JAKARTA, COBISNIS.COM – Mahkamah Agung (MA) menegaskan bahwa dugaan keterlibatan Zarof Ricar sebagai makelar kasus dalam dugaan suap pengurusan kasasi pidana Gregorius Ronald Tannur menjadi tanggung jawab pribadinya.
Sebelum pensiun, Zarof pernah menjabat sebagai pejabat eselon II di Direktorat Jenderal Badan Peradilan Umum (Ditjen Badilum) MA, dengan tugas mengelola mutasi dan promosi hakim.
Juru Bicara MA, Yanto, menyatakan bahwa sejak Zarof pensiun hampir tiga tahun lalu, segala tindakannya bersifat tanggung jawab pribadi. Lembaga, katanya, sudah tidak memiliki kewajiban untuk melakukan pembinaan atau pengawasan terhadapnya.

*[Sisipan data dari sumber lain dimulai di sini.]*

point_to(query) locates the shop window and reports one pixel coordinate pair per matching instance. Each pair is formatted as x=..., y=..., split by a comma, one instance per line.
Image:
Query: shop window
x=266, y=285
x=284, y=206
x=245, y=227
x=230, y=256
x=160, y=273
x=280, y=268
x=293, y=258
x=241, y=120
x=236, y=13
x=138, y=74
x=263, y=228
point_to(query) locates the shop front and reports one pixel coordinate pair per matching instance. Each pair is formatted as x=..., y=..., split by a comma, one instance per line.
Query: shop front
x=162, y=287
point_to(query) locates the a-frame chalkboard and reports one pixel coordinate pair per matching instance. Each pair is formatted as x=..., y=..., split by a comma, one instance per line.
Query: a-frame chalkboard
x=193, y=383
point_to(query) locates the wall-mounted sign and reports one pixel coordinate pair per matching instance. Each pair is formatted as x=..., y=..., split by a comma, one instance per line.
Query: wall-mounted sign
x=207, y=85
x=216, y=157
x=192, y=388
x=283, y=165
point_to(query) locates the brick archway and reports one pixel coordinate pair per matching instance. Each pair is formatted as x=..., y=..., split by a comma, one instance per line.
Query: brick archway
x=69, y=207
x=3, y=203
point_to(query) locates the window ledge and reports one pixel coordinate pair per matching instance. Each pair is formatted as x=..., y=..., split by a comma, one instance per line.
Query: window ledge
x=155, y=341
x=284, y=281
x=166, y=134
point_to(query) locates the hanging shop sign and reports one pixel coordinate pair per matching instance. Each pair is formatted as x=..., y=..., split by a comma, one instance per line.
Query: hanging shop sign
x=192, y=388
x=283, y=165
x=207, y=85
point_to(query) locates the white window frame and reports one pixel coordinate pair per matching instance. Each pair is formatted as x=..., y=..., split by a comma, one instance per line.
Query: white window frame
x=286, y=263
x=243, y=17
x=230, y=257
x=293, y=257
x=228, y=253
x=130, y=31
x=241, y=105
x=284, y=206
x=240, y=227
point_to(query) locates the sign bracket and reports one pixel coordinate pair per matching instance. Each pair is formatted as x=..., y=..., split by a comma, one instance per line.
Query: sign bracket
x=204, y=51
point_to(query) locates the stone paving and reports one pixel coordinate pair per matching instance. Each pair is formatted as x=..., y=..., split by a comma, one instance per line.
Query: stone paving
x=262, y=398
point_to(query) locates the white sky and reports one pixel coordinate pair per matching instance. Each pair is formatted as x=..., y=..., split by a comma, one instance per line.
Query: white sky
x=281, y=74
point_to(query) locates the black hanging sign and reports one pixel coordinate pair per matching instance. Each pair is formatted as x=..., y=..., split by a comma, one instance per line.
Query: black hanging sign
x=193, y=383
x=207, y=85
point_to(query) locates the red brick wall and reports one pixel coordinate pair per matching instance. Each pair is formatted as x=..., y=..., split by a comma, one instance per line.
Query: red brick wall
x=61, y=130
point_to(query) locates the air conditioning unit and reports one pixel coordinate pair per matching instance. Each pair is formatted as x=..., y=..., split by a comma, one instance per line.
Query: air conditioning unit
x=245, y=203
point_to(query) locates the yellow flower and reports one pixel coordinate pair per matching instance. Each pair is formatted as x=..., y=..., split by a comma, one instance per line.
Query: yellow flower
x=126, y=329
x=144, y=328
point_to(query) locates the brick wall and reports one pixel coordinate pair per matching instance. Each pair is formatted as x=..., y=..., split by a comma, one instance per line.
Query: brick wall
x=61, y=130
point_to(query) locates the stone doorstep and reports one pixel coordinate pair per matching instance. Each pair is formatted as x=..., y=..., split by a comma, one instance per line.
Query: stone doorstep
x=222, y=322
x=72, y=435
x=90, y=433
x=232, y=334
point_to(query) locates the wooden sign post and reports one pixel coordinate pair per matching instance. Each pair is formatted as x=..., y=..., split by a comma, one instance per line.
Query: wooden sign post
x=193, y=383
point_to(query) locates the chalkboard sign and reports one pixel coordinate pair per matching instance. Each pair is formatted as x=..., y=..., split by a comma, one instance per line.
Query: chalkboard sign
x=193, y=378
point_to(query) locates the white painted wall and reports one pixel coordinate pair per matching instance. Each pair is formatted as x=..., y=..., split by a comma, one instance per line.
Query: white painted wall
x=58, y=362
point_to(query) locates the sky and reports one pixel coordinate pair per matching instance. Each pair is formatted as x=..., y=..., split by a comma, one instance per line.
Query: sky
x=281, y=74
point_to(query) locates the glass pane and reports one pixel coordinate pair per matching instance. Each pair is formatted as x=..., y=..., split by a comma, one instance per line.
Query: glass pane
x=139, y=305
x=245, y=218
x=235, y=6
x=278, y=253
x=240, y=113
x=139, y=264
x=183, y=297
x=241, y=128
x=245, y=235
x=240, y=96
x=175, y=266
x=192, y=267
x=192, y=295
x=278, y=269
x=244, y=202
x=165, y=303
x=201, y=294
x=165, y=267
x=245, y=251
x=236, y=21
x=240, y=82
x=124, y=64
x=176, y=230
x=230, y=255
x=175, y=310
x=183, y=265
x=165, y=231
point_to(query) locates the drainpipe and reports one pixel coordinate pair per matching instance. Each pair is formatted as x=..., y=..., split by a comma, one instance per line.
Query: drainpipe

Yanto menambahkan bahwa MA tidak akan menutupi kasus dugaan suap terkait pengurusan perkara ini dan mempersilakan Kejaksaan Agung untuk melanjutkan proses hukum jika terdapat cukup bukti terkait aliran suap senilai Rp 5 miliar yang diduga ditujukan kepada majelis kasasi di MA.
“Kalau memang ada bukti, kami mempersilakan. Kami tidak pernah memberikan toleransi,” ujar Yanto.
Sebelumnya, penyidik dari Jaksa Agung Muda Pidana Khusus (Jampidsus) Kejaksaan Agung menangkap Zarof di Bali pada Kamis (24/10/2024) karena diduga terlibat dalam pengurusan kasasi kasus Ronald Tannur. Zarof dicurigai menyiapkan dana suap sebesar Rp 5 miliar untuk hakim agung yang mengadili kasasi tersebut.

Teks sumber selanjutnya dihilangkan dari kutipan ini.